Dit is het zevende artikel in een serie ethische casusbesprekingen. Doel is steeds te laten zien hoe ethische reflectie kan bijdragen aan verantwoorde keuzes in infectieziektebestrijding. De methodiek van de casusbesprekingen is beschreven in een inleidend artikel. (1)

Stap 1: Wat is de morele vraag?

Moet de GGD Gemeentelijke Gezondheidsdienst (Gemeentelijke Gezondheidsdienst) (in dit late stadium) ingrijpen om verdere verspreiding van Shigella in Nederland te voorkomen, of mag de verantwoordelijkheid hiervoor aan de betrokkenen worden overgelaten?

Deze vraag heeft een ethische component: het gaat niet alleen om een risico-inschatting, het is ook een kwestie van verantwoordelijkheid. Door normale (hand- en toilet)hygiëne in acht te nemen kan verspreiding namelijk voorkomen worden. Daarbij komt dat in Nederland in principe goede diagnostiek en behandeling beschikbaar is voor het geval toch een contact van een zieke ernstige diarree zou krijgen.

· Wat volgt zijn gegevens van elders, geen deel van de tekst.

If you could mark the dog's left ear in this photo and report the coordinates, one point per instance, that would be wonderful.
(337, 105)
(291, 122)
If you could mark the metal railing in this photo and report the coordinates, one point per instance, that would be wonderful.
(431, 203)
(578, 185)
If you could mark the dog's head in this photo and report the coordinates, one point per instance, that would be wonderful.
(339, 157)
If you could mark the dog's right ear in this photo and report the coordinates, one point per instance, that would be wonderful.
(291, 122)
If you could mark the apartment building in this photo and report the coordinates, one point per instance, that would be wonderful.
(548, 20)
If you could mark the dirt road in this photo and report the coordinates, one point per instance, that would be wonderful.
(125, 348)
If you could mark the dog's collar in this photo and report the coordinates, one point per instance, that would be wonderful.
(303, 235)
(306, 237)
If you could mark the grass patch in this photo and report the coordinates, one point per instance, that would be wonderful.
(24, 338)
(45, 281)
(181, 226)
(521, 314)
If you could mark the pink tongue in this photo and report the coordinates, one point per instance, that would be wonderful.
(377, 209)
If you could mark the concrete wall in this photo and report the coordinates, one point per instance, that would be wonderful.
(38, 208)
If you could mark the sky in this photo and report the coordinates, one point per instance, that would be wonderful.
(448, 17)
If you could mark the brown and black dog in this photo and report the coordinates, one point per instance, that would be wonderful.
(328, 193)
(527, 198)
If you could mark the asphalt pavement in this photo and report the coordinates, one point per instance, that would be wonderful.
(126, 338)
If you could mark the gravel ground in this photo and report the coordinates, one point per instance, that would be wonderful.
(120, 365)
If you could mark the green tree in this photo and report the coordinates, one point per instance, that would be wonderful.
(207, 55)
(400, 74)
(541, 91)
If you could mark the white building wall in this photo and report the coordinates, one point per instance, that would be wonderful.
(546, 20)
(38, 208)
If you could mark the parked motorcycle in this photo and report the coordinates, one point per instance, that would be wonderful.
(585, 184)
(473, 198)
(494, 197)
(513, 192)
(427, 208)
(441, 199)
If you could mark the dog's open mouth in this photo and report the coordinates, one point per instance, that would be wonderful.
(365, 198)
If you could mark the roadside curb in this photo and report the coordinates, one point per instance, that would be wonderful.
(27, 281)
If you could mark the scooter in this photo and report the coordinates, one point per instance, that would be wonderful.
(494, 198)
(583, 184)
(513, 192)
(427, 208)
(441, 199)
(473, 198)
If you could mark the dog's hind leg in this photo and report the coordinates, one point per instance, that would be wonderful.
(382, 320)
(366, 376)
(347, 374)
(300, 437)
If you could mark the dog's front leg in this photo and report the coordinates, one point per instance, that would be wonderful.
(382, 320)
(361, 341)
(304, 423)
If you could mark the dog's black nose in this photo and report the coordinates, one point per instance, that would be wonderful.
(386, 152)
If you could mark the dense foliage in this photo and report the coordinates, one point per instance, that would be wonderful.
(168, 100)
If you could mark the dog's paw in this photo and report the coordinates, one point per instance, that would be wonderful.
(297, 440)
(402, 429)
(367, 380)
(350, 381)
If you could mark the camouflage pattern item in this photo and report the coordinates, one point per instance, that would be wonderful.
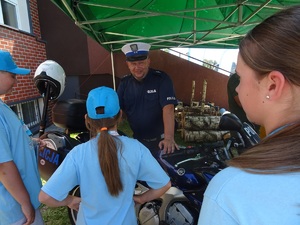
(201, 123)
(204, 136)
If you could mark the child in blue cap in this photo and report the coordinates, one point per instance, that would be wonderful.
(107, 168)
(20, 181)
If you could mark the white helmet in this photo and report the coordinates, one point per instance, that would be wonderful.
(50, 73)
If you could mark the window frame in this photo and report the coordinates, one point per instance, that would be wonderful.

Stap 2: Inventarisatie van risico’s en handelingsopties

Shigellose is zeer besmettelijk, zeker tijdens de acute fase. De ziekte wordt fecaal-oraal overgedragen, dit kan direct door een geïnfecteerd persoon (handen, oro-anaal seksueel contact), en indirect door bijvoorbeeld voorwerpen (toilet) of via fecaal verontreinigd water of voedsel. Voor besmetting zijn slechts weinig bacteriën nodig: 100-200 bacteriën volstaan om de helft van de mensen ziek te maken die ermee in aanraking komen. (2)

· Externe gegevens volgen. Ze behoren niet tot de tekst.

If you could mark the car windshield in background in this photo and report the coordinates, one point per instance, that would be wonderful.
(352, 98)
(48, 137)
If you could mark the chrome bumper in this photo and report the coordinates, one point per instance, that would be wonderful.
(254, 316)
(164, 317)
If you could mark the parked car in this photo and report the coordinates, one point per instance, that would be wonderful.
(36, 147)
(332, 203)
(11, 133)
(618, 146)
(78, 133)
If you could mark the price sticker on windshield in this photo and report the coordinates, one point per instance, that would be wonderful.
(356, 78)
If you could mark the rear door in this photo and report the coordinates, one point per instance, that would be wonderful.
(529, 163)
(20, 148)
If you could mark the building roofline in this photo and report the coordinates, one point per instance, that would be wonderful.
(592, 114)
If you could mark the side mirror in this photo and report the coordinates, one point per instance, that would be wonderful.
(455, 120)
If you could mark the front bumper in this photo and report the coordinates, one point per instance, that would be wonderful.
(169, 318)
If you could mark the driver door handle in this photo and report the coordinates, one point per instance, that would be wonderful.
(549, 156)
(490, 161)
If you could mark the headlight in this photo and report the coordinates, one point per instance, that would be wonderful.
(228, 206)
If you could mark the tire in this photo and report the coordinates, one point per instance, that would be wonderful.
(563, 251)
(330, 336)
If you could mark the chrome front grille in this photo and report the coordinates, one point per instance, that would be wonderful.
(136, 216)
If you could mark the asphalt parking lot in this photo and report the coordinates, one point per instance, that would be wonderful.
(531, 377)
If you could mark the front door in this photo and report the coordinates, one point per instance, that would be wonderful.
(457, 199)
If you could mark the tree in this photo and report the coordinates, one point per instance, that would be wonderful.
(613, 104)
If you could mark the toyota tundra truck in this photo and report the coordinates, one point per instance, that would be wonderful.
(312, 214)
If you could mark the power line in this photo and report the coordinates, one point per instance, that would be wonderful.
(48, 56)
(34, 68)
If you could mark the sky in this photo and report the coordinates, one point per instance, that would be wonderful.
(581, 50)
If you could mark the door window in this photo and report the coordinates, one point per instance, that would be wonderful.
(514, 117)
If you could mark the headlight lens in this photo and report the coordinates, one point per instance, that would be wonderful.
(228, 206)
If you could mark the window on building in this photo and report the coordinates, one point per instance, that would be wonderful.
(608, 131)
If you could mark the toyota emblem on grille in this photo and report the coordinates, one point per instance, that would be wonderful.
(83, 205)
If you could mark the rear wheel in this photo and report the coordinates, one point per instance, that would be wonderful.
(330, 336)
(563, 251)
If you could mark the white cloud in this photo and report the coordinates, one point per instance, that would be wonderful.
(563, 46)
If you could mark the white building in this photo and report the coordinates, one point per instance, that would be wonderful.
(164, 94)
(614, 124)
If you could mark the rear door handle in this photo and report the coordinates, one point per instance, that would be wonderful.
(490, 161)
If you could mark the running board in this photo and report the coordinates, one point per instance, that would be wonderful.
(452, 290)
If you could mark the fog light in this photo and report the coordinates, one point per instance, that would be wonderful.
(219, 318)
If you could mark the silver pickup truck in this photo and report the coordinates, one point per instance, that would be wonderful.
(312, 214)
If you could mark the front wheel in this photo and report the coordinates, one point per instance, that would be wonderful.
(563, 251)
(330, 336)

Risico’s op ernstig beloop

Hoewel ernstiger dan een ‘buikgriepje’, levert shigellose in Nederland meestal geen grote gezondheidsproblemen op. De ziekte begint met koorts en buikkramp. Dan volgt eerst waterdunne en daarna slijmerige diarree, vaak met bloed. In sommige gevallen ontstaat ernstige diarree, en dreigt uitdroging. Bij slijmerige en bloederige diarree is behandeling met antibiotica nodig, om complicaties te voorkomen. Vooral jonge kinderen, bejaarden en personen met onderliggend lijden hebben een verhoogde kans op een ernstig beloop. Zij zouden in het uiterste geval door uitdroging kunnen overlijden. De kans dat je in Nederland aan de gevolgen van shigellose overlijdt, is echter heel klein. (3,4) Meestal treedt na een week (5-10 dagen) spontaan herstel op.

Besmettingsrisico’s

Verspreiding kan zich het makkelijkst voordoen onder slechte hygiënische omstandigheden, zeker bij bereiding van etenswaren, en in situaties van nauw lichamelijk contact. De kans op ernstige gevolgen is het grootst als jonge kinderen, ouderen of personen met onderliggend lijden worden geïnfecteerd.

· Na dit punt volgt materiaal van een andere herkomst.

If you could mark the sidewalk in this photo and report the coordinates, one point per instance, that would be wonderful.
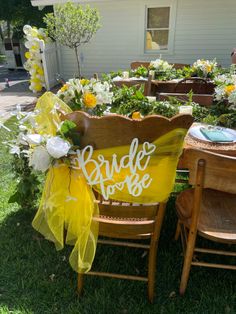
(17, 93)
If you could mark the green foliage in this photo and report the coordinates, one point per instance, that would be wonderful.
(127, 100)
(69, 132)
(72, 25)
(140, 71)
(17, 13)
(28, 184)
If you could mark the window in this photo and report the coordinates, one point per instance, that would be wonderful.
(157, 28)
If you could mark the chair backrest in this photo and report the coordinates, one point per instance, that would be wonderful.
(219, 170)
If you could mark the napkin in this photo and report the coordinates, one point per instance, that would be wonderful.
(216, 135)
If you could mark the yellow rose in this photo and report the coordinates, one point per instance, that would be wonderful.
(136, 115)
(229, 89)
(64, 88)
(89, 100)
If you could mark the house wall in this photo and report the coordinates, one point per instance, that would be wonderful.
(202, 29)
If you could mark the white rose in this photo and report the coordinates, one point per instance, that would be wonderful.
(40, 159)
(57, 147)
(35, 139)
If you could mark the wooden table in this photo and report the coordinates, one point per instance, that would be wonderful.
(228, 149)
(197, 85)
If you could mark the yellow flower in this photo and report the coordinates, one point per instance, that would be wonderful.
(89, 100)
(136, 115)
(40, 71)
(84, 82)
(229, 89)
(28, 55)
(64, 88)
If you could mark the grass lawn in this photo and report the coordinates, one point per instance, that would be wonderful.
(35, 278)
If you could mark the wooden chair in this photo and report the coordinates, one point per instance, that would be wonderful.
(122, 220)
(208, 209)
(135, 64)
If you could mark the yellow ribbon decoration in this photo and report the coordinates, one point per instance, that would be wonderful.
(68, 202)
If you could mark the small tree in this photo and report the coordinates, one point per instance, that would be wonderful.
(72, 25)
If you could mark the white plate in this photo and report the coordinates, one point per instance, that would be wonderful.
(195, 132)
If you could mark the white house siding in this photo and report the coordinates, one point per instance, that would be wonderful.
(203, 29)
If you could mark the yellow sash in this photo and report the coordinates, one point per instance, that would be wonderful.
(68, 201)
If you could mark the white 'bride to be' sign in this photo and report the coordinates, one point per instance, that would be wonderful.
(135, 160)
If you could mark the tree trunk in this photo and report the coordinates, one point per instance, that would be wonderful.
(8, 29)
(1, 33)
(77, 59)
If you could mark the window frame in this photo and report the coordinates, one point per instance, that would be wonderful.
(172, 17)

Hoe groot is het besmettingsrisico in de casus? Vooralsnog is bij slechts 1 van de 9 zieken de diagnose shigellose bevestigd. Deze patiënt is alleenstaand en heeft geen huisgenoten, die gebruik maken van hetzelfde toilet. Ook werkt hij niet in een risicovolle omgeving zoals in de zorg of in de voedselindustrie. Daarom hoeft bij de man ook geen contactonderzoek te worden verricht.

We zouden kunnen aannemen dat de andere zieke reisgenoten ook een Shigella-infectie hebben. Daarmee sluipt een onzekerheid in de beoordeling van de situatie, maar wordt wel voor de meest veilige optie gekozen. Van alle micro-organismen die diarree kunnen veroorzaken zit Shigella immers aan de meer ziekmakende kant van het spectrum. Het is onbekend hoe de gezinssituatie van de andere zieken is, en of zij in de voedingsindustrie of zorg werken. De maximale incubatietijd is een week, de besmettelijke periode varieert, zonder antibiotica, van ongeveer 2 weken tot enkele maanden vanaf de eerste ziektedag. Het gezelschap is 9 dagen terug in Nederland.

Handelingsopties

Tegen deze achtergrond staan globaal drie handelingsopties open die variëren van minder naar meer ingrijpen.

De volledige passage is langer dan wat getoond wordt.